Christine Lambrecht powiedziała w rozmowie z programem "Wywiad tygodnia" na antenie Deutschlandfunk, który zostanie wyemitowany w niedzielę, że armia niemiecka nie ma rezerw, które mogłaby przekazać Ukrainie – podał portal t-online.de.
Minister Lambrecht dodała, że są sprawdzane możliwości wojska w tym zakresie, a w rządzie niemieckim mają toczyć się rozmowy dotyczące zakupu broni dla Ukrainy bezpośrednio od jej producentów. Szefowa niemieckiego resortu obrony zastrzegła, że ewentualne zakupy tego rodzaju nie będą realizowane przez jej resort, ale przez ministerstwo gospodarki, które jest odpowiedzialne za eksport broni.

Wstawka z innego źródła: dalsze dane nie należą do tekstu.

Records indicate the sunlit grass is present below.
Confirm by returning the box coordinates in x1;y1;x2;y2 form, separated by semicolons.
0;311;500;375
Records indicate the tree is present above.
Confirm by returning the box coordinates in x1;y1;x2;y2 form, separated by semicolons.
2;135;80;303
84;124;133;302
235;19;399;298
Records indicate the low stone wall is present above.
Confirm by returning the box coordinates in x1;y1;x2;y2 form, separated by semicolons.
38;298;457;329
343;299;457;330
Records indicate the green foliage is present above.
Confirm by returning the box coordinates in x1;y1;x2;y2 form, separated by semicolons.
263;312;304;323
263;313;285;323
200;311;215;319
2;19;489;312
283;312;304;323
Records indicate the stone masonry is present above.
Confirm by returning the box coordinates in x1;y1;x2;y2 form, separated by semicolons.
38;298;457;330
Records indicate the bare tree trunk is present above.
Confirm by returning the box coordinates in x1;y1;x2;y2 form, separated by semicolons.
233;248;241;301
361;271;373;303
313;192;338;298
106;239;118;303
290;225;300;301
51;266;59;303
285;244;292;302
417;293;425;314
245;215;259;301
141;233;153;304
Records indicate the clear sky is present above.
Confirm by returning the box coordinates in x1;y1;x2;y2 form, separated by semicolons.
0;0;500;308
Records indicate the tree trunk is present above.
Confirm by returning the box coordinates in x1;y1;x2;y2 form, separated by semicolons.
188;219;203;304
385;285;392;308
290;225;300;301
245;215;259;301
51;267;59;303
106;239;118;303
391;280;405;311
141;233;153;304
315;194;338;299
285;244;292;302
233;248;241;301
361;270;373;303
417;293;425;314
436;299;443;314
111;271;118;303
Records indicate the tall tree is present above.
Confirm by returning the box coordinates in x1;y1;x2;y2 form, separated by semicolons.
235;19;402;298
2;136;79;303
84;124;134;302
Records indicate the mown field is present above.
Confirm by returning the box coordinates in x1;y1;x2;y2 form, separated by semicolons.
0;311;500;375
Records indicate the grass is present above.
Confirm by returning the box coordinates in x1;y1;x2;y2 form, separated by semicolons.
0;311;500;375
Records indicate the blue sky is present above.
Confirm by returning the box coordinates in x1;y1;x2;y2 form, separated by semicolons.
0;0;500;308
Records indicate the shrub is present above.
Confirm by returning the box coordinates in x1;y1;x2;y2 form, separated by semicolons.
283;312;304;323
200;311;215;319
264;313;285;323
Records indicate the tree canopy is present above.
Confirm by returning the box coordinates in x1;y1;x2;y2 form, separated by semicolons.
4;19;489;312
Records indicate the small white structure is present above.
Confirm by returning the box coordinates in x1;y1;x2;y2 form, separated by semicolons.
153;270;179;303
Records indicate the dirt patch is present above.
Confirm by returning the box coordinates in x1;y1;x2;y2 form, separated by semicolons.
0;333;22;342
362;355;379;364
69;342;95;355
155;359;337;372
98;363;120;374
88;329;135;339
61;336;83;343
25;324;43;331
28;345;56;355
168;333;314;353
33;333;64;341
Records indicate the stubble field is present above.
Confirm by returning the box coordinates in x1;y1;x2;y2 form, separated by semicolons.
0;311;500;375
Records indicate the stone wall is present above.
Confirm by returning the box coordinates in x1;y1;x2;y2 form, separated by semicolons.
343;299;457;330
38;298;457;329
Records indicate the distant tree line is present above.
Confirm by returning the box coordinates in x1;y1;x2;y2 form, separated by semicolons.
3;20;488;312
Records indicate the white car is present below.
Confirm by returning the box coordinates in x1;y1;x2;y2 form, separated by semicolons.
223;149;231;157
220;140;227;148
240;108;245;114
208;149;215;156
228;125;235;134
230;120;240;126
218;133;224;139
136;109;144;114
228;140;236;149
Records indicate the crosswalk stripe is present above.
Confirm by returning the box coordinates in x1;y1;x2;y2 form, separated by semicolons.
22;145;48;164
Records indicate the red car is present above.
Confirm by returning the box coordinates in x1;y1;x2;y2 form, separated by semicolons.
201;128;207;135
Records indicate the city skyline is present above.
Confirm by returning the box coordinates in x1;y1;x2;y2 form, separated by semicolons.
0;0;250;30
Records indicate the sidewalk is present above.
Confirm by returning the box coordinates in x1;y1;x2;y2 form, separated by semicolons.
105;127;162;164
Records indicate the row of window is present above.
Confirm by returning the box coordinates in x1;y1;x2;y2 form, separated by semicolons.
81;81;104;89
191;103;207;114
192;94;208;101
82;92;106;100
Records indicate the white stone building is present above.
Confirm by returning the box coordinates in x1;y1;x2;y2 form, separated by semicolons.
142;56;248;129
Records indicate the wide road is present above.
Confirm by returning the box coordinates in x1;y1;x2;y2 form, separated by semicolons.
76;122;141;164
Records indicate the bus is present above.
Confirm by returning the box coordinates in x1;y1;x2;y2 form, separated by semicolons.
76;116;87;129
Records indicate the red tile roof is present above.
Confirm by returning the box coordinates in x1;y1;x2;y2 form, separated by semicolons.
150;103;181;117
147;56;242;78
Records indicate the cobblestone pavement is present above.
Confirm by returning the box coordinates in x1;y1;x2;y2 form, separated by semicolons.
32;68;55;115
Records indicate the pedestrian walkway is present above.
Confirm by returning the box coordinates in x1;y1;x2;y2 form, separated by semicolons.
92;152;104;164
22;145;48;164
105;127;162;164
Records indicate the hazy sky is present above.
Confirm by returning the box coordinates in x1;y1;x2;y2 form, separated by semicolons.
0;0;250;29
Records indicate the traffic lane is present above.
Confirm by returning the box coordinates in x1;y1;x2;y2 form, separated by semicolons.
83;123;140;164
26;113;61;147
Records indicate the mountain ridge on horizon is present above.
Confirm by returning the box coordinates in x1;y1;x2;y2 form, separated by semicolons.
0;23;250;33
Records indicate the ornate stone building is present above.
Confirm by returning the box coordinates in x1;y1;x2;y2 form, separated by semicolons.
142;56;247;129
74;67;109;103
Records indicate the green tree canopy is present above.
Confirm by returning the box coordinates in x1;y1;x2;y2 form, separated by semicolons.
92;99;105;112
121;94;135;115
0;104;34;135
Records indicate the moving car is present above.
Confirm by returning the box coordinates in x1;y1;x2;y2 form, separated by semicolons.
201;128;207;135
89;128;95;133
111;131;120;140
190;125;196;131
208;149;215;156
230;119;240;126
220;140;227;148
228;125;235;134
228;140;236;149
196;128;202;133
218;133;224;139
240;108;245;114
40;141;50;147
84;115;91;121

Według publicznie dostępnych danych, które przeanalizował portal Investigate Europe, Niemcy w czasie obowiązywania embarga na eksport broni do Rosji po pierwszej inwazji na Ukrainę w 2014 roku, sprzedały jej sprzęt do użytku militarnego za blisko 122 milionów euro. Na czele europejskich eksporterów broni do Rosji w czasie obowiązywania sankcji stoi Francja, która sprzedała Moskwie sprzęt za 152 miliony euro.